The study of biological evolution is a problem that requires powerful mathematical and computational tools. In the particular case of the evolution of metabolic pathways, graph theory is useful for both studying the structures [39] present in organisms as well as for the analysis of the dynamic processes exhibited by living organisms [40]. Moreover, the application of graph theory together with heuristic methods such as genetic algorithms [41] is a promising approach to the study not only of metabolic networks but also complex networks. Complex networks are not easy to study because they behave as dynamic systems that evolve and change over time, e.g., social networks, the brain, the Internet, the immune system, electric power distribution networks, insect colonies, etc.

This paper is an example that illustrates a common problem in biology. In many biological studies, it is not enough to have powerful computers and sophisticated mathematical modeling tools, as is the case of graph theory. In many cases, the problem is the lack of solid working hypotheses, assumptions, and, therefore, of a proper experimental framework that would make it possible to search for satisfactory answers. Consequently, and to date, we still do not have a satisfactory ‘picture’ or global model to explain how the evolution of metabolism took place. However, despite these limitations, the study of the principles of the evolution of metabolic networks can be approached through simulation experiments, i.e., under a computational paradigm or framework [42]. Thus, experiments could be conducted in silico with a representation in a simplified form of the main components of biochemical reactions such as enzymes, fitness function, metabolites and even genes. The results of the simulation experiments [42] or those obtained by us in this paper would be congruent with the patchwork hypothesis (Figure 2), i.e., modern and highly specific enzymes would come from ancestral enzymes less specific in recognizing a substrate or metabolite.

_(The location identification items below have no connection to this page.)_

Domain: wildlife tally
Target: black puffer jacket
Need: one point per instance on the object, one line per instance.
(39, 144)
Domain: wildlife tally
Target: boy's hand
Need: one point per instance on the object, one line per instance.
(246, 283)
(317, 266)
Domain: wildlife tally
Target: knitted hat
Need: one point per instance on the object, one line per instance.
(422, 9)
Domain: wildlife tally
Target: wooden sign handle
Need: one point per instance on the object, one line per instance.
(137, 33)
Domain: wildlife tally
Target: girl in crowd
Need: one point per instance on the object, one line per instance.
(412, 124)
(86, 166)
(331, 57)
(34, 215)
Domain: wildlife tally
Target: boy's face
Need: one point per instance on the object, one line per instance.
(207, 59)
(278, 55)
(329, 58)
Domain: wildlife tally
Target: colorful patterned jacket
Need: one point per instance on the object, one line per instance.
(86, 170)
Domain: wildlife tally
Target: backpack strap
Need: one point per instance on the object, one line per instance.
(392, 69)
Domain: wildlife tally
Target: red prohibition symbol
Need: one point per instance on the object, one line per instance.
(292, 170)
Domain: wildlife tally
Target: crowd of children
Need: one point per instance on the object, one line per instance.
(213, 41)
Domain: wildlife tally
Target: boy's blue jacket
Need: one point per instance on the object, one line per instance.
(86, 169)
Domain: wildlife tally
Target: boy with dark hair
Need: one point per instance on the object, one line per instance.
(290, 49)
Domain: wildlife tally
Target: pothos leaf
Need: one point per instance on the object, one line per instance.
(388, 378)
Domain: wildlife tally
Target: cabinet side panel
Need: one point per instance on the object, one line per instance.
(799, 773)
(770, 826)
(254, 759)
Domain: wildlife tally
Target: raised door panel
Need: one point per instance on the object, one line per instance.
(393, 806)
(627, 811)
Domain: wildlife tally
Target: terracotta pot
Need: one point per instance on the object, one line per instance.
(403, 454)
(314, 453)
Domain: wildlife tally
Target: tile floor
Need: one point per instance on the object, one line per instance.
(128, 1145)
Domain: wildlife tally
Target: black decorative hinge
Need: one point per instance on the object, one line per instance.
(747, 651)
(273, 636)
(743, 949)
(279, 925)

Although our results may shed light on the evolution of metabolism, it is the methodology we introduce here that represents a novel contribution within the so-called computational paradigm. Nevertheless, this paradigm is not new, its theoretical foundation being based on the so-called ‘Artificial Chemistry’ [43] of the 1990s and on the earlier contributions of Kauffman [44]. Under an Artificial Life theoretical approach, the molecules are modeled as binary structures or strings, defining chemical reactions as ‘reaction rules’. These rules of reaction are deployed in different approaches, either by Boolean operations [44], lambda calculus [45], finite state machines, Turing machines, or even electronic hardware, as the one implemented for our enzyme [27,28].

A striking feature of the methodology introduced by artificial chemistry is that the results obtained from the simulations are similar although applying a different paradigm and methodology to those obtained with ordinary differential equations [25].

In conclusion, we suggest that the methodology introduced in the present work may encourage the search for new tools with which it will be possible to study and contrast through simulation experiments the hypotheses currently in vogue on the origin and evolution of metabolic networks.

5. Conclusions

In this paper, we study how the evolution of two of the most emblematic metabolic networks of living organisms, glycolysis and the Krebs cycle, could have taken place by Darwin’s mechanism of natural selection. One of the novelties of the work has been to model enzymes as automata and metabolites as binary matrices, simulating the evolution of an enzyme with a simple genetic algorithm. The results obtained may contribute to shedding light on and, therefore, providing a plausible explanation to the origin of life and the evolution of metabolic networks. The general approach of the work can perhaps be generalized with appropriate changes to the study of the evolution of complex networks other than metabolic networks.